Terceiro, e o mais grave de tudo, a inflação não está diante de um cenário "mais favorável", como prefere ver o BC.


No acumulado em 12 meses, o IPCA está em 6,87%, acima do teto da meta estipulada para este ano e a léguas de distância do seu centro (4,5%), que no Brasil de hoje tornou-se uma miragem.

A inflação dos serviços está em patamar ainda mais elevado, aproximando-se de 9% acumulados em 12 meses. As cotações das commodities, em cujo arrefecimento o BC aposta, também não param de aumentar: segundo a MB Agro, um índice baseado nos preços de soja,
milho,
trigo,
açúcar,
algodão,
café,
aves,
carnes bovina e suína,
feijão e arroz subiu nada menos que 8% em pouco mais de um mês desde a reunião anterior do Copom.

Em quarto lugar, a confiança expressa pelo BC na austeridade fiscal do governo Dilma Rousseff não encontra eco na realidade e na prática da equipe econômica. Ontem, o Orçamento Geral da União para 2012 foi enviado ao Congresso e, ao contrário da profissão de fé manifestada pela Fazenda no início da semana, prevê menor rigor fiscal para o ano que vem.

A meta de superávit primário - R$ 114,2 bilhões - foi fixada em valor menor do que o prometido para este ano - R$ 127,9 bilhões. As despesas crescerão mais que as receitas e também mais do que o PIB.

Os gastos serão afrouxados.
Na contramão do desejável em termos fiscais, os investimentos cairão em 2012.

"O discurso a favor de uma política fiscal mais sólida fez crer que a peça orçamentária seria mais realista e elaborada na perspectiva de contenção das despesas.
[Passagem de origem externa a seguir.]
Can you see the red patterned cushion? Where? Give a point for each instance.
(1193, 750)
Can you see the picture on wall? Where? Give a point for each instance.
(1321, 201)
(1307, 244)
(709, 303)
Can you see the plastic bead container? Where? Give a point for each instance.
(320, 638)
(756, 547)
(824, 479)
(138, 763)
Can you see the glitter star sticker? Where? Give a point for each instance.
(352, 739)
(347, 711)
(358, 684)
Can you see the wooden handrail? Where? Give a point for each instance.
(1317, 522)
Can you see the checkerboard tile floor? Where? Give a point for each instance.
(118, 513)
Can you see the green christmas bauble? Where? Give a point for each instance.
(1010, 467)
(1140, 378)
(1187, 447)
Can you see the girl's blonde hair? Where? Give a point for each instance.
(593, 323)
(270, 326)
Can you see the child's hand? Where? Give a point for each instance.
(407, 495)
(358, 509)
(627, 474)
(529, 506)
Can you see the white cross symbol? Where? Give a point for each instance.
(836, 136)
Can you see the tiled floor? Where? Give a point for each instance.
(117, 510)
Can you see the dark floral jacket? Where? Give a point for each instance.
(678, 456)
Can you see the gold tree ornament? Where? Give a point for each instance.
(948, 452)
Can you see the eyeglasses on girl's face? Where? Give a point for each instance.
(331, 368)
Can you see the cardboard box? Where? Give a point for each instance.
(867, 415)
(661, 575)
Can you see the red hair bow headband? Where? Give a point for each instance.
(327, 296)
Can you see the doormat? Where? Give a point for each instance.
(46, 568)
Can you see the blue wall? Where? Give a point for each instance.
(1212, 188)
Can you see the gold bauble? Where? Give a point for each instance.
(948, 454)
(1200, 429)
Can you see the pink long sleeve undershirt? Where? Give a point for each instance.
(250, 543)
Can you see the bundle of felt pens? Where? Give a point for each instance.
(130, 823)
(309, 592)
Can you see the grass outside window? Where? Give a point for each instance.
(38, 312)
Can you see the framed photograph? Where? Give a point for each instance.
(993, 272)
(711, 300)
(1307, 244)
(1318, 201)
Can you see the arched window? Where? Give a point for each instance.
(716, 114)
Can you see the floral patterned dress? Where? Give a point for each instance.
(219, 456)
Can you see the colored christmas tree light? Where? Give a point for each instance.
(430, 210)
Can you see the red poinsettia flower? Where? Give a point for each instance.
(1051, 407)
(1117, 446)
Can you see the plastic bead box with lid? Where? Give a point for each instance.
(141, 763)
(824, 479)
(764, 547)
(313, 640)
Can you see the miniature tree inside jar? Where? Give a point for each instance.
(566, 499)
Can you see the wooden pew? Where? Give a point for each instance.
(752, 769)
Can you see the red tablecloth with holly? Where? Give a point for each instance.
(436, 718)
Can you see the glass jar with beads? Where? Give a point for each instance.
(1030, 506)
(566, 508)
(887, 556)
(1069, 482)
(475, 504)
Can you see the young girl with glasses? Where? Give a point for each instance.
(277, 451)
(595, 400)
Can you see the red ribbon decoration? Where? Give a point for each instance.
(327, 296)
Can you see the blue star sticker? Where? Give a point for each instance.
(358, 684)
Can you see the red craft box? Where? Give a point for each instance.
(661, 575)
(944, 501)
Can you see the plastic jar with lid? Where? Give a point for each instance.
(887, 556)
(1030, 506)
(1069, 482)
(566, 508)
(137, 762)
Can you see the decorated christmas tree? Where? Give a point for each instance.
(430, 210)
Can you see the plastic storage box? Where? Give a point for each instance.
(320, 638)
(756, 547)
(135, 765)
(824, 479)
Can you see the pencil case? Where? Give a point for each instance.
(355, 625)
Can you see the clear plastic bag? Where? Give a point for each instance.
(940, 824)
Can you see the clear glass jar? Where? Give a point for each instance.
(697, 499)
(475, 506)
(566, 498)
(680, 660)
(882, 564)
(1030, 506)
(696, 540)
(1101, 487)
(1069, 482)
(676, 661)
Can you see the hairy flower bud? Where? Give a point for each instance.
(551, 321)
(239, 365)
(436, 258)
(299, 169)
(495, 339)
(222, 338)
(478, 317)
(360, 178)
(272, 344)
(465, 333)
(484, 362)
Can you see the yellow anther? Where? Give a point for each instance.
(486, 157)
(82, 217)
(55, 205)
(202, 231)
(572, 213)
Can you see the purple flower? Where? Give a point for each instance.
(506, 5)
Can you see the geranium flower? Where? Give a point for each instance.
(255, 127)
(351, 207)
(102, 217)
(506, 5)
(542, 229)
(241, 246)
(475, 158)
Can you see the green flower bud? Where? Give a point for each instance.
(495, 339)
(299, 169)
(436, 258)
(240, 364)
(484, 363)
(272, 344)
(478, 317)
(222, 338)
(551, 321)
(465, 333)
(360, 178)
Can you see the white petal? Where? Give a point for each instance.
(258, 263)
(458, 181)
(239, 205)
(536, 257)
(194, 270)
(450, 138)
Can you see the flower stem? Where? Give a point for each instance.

Não foi", analisa Ribamar Oliveira no (Valor Econômico)

Todos os dados "técnicos" não são, portanto, suficientes para justificar a decisão do BC de cortar a Selic. As edições de hoje dos jornais são unânimes em afirmar que os juros caíram ontem por pressão do Planalto, à qual o Copom cedeu.

"Dilma está convencida de que a inflação vai ceder com o quadro de recessão global e que, por isso, o BC deveria se antecipar. Essa pressão foi fundamental para a mudança de rumo", sustenta O Globo.

A decisão de ontem configura uma ruptura radical, que reduz a previsibilidade da política monetária e aumenta as incertezas. O BC abriu mão de manejar autonomamente seu canhão de contenção da inflação, confiando num cenário impreciso.

Fiou-se em compromissos fiscais que, no mesmo momento em que a deliberação do Copom estava sendo tomada, já eram página virada na vida do governo. Preferiu brincar com o fogo da inflação.